Доктор Уейленд забывает, что сам признавал, будто самый этот отрывок наделял евреев «полномочием брать рабов». [149] Теперь, противореча собственному признанию, он заявляет, что этот язык «явно пророческий», и утверждает, будто он говорит о том, что должно или могло бы быть, а не о том, что надлежит или обязано быть. Впрочем, бедные евреи, когда они брали рабов по велению со словом «должны» от Господа, никогда не воображали, будто они лишь исполняют пророчество и совершают мерзкий грех.
Это ясно доктору Уейленду, если верить последнему выражению его мнения. Но досадно, что ясность его восприятия или уверенность его утверждений столь часто несоразмерны имеющимся у него свидетельствах. Так, он с восхитительной скромностью изрекает: «Мне кажется, что душа — самая важная часть человеческого существа»; [150] и тем не менее он категорично и безапелляционно заявляет, что сильнейшие слова власти, когда-либо встречающиеся в Писании, «явно используются в пророческом, а не в повелительном смысле»! Впрочем, он вполне может сохранять тон догматического авторитета для подобных положений, поскольку, если их нельзя отстоять утверждением, их придется оставить совершенно без малейшей тени поддержки. Однако можно было бы подумать, что сила утверждения в подобных случаях требует для своего непринужденного произнесения немалой доли бесстыдства.
«Если кто-то сомневается, — говорит доктор Уейленд, — относительно значения библейского предписания в данном случае, несколько простых вопросов могут пролить дополнительный свет на предмет». [151] Теперь, если мы не ошибаемся, на те несколько простых вопросов, которые он считает столь неопровержимыми, можно ответить с совершеннейшей легкостью. «Согласился ли бы господин, — вопрошает он, — чтобы другое лицо подвергло его рабству по тем же причинам и на тех же основаниях, на каких он держит своего раба в кабале?» Мы отвечаем: нет.
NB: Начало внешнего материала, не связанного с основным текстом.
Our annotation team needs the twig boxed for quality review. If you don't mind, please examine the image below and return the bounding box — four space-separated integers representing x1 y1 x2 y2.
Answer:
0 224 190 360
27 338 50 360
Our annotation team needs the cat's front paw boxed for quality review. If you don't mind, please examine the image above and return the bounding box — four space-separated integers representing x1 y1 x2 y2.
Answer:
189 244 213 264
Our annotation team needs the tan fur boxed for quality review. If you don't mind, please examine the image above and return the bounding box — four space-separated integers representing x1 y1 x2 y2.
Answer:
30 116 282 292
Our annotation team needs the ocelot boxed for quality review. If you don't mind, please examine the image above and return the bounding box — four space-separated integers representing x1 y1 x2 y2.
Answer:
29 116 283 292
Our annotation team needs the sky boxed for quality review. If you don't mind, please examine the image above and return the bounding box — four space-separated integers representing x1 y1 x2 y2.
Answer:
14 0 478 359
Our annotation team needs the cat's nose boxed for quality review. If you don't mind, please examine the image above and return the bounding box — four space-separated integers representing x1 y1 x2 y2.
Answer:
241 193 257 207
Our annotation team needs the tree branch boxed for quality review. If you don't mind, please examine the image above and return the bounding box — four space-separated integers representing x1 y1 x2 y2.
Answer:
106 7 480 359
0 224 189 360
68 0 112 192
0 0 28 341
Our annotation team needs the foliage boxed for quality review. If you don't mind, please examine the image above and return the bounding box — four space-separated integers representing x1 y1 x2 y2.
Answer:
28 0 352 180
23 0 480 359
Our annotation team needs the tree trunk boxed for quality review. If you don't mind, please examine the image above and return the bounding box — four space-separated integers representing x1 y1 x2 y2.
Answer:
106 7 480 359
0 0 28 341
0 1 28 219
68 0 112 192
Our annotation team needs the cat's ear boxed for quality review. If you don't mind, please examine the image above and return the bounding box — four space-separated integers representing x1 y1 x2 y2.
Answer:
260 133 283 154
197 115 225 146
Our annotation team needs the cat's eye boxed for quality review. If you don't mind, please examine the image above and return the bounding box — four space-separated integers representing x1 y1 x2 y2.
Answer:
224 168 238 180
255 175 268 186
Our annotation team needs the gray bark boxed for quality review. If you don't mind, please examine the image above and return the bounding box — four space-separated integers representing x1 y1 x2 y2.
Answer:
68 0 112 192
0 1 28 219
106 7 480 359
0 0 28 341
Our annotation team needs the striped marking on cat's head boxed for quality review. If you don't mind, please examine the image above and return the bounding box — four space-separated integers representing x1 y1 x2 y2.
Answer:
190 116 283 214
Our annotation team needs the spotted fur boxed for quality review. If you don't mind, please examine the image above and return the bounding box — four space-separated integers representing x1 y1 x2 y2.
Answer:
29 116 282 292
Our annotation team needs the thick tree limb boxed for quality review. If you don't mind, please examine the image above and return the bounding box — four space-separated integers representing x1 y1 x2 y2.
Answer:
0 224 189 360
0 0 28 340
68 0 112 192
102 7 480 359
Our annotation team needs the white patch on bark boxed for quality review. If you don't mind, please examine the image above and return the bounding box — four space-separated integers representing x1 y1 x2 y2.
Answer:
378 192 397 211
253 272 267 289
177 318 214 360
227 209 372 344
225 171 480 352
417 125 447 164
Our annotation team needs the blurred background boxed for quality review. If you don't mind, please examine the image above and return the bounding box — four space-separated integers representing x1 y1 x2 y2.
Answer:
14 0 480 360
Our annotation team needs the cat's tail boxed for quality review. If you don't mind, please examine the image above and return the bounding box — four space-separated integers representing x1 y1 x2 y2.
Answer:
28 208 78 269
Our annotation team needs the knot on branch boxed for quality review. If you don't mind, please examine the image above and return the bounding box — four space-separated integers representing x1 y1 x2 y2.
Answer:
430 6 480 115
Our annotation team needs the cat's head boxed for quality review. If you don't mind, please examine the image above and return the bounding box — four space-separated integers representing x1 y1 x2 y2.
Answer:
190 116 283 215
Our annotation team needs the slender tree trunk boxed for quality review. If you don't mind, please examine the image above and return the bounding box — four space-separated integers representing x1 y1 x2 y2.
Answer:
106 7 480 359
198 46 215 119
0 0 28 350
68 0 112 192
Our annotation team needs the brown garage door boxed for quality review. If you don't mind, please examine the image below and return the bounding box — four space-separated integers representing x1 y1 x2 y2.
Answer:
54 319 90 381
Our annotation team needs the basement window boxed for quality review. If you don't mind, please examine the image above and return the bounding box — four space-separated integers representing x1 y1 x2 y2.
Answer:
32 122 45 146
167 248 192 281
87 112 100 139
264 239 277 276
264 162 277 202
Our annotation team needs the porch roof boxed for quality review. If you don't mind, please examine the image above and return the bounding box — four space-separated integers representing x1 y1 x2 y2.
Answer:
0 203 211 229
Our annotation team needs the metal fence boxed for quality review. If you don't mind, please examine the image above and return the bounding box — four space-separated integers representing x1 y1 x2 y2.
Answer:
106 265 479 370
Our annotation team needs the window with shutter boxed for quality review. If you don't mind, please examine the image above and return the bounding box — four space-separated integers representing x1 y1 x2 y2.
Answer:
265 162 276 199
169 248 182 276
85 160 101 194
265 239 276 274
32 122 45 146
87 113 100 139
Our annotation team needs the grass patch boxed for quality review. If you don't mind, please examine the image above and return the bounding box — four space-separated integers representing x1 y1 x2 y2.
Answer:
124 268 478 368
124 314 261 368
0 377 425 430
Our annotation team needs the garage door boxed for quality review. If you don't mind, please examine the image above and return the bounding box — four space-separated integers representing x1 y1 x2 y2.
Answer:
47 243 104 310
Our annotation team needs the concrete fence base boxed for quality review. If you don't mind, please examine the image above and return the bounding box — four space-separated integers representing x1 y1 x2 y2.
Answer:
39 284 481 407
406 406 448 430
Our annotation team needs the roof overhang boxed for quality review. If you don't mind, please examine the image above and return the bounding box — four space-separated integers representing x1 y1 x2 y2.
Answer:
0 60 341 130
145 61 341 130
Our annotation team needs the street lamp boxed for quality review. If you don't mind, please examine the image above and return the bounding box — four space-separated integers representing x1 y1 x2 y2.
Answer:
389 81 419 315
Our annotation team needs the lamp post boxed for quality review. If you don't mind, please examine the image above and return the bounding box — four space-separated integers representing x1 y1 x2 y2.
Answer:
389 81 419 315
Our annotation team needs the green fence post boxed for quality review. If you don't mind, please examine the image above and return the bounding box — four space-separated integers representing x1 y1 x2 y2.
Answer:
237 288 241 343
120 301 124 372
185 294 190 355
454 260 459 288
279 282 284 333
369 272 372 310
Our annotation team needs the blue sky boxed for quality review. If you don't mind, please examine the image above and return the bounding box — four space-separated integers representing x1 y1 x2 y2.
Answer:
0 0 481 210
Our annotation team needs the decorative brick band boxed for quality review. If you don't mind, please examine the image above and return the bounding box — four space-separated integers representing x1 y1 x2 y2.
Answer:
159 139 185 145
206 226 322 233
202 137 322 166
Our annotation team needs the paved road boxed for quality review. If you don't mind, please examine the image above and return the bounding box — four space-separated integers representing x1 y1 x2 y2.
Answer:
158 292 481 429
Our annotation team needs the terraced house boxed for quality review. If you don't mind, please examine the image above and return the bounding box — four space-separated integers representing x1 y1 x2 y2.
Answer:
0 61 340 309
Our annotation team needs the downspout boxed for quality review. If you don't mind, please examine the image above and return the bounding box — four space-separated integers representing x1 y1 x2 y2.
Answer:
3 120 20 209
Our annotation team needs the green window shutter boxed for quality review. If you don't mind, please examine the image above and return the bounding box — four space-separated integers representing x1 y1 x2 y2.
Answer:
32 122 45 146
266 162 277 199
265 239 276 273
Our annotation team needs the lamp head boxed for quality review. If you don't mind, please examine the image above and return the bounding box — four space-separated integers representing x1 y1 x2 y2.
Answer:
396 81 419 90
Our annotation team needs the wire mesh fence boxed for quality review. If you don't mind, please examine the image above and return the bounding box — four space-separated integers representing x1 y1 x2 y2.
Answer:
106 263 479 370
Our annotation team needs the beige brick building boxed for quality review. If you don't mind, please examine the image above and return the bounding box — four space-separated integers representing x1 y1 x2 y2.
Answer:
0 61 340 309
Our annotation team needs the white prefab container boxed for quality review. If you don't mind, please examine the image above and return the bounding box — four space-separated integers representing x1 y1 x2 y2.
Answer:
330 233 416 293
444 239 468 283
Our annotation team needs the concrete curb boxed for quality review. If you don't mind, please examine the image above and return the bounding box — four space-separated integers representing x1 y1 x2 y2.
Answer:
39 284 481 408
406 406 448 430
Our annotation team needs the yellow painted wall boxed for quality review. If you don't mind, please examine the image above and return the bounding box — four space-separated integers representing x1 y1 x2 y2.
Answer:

Если бы кто-то взялся подвергнуть южных господ рабству на том основании, что интеллектуально и морально они пали столь низко, будто непригодны к свободе или самоконтролю, нам бы наверняка не понравился этот комплимент. Быть может, в нас говорит изрядная степень самодовольства, но тем не менее очевидный факт заключается в том, что мы искренне считаем себя способными управлять собой и вести свои дела без помощи господ. И поскольку мы не желаем становиться рабами, особенно на столь унизительных основаниях, мы также не желаем видеть ни одну другую нацию или расу людей, которую почитаем годной для славного состояния свободы, подчиненной кабале.